The 2024 Copenhagen Democracy Summit took place between 14 and 15 May and included Prime minister of Armenia Nikol Pashinyan, President of Ghana Nana Akufo-Addo, President of Kosovo Vjosa Osmani, former United States Secretary of State Hillary Clinton, Prime Minister of Denmark Mette Frederiksen, President of the European Council Charles Michel, President of the European Commission Ursula von der Leyen, among others.

==The Expeditionary Economics Program==
The Expeditionary Economics Program is rooted in Cold War efforts by the United States to strengthen post-war Europe and create a better economic model than the communist one offered by the Soviet Union. The program supports entrepreneurial projects in developing states, emerging democracies, and post-conflict areas for the purpose of strengthening democracy in fragile states by developing a local economic base.
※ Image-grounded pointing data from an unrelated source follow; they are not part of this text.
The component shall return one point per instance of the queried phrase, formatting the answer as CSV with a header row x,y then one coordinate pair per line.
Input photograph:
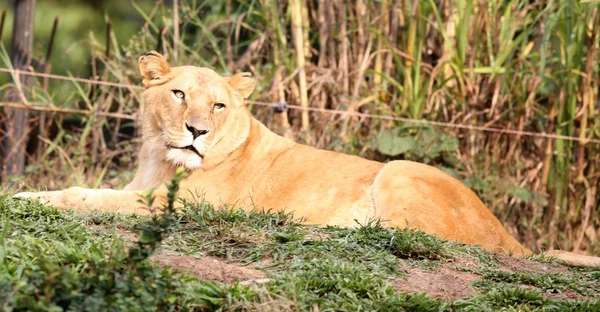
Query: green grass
x,y
53,261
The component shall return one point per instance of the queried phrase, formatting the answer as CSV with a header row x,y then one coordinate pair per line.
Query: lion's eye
x,y
179,94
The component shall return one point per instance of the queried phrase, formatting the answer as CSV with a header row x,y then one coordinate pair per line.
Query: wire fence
x,y
132,87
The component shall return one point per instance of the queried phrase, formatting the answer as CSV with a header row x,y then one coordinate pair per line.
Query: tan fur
x,y
238,161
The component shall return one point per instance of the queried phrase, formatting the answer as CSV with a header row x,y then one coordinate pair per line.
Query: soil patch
x,y
511,264
208,268
445,282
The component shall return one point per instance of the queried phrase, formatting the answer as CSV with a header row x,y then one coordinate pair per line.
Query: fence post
x,y
17,127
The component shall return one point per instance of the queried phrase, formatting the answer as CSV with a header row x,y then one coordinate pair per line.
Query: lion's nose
x,y
195,131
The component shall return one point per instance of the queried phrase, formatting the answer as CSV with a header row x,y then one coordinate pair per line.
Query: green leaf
x,y
392,145
521,193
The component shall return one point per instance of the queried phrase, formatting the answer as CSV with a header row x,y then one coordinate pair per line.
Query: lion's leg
x,y
79,198
409,194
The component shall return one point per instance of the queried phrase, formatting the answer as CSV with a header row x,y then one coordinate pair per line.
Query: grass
x,y
63,260
505,64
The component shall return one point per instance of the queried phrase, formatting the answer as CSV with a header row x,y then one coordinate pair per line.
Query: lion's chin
x,y
185,158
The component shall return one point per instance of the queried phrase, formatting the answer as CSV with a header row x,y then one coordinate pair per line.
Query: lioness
x,y
195,118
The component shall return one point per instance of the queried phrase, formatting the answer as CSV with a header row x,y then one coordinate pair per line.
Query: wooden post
x,y
17,128
296,10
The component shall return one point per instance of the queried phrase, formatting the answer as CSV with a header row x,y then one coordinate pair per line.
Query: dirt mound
x,y
208,268
510,264
445,282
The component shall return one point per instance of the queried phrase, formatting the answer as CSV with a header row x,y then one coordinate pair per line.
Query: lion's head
x,y
189,110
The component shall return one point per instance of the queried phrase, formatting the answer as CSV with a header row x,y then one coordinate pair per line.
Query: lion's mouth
x,y
187,148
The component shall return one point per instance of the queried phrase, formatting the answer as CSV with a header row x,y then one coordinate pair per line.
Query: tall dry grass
x,y
507,64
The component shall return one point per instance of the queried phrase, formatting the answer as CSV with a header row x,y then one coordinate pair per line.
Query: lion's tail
x,y
573,259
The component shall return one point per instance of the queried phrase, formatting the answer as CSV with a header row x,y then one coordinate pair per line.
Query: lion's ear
x,y
154,68
242,83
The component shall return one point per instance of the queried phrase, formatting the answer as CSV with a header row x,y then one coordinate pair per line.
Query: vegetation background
x,y
522,65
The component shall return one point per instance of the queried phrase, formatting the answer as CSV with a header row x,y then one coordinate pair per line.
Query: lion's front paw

==The Campaign for Democracy==
The Campaign for Democracy seeks to connect supporters of democracy across the world and build an intellectual movement for democracy through a network of local associations, online presence, media engagement, and support for dissidents.

On the sidelines of the 2018 Copenhagen Democracy Summit Anders Fogh Rasmussen together with Michael Chertoff launched the Transatlantic Commission on Election Integrity, which has Joe Biden, Nick Clegg, Toomas Ilves, and Felipe Calderón among its members. The commission is tasked with bolstering the defences of Western democracies against outside interference.

==Democracy Perception Index==

Working with the polling firm Dalia research or the brand research firm Latana, the Alliance has since 2018 published reports on how democracy is perceived in 50 countries around the world.

==Funding==
In 2023, AoD stated it was principally "funded by private sponsors, governments and individuals." It credited 56 organisations and companies as current and former supporters. The list included Atlantic Council, George W. Bush Institute, European Endowment for Democracy, Freedom House, International Republican Institute, National Democratic Institute, Taiwan Foundation for Democracy and The Chicago Council on Global Affairs.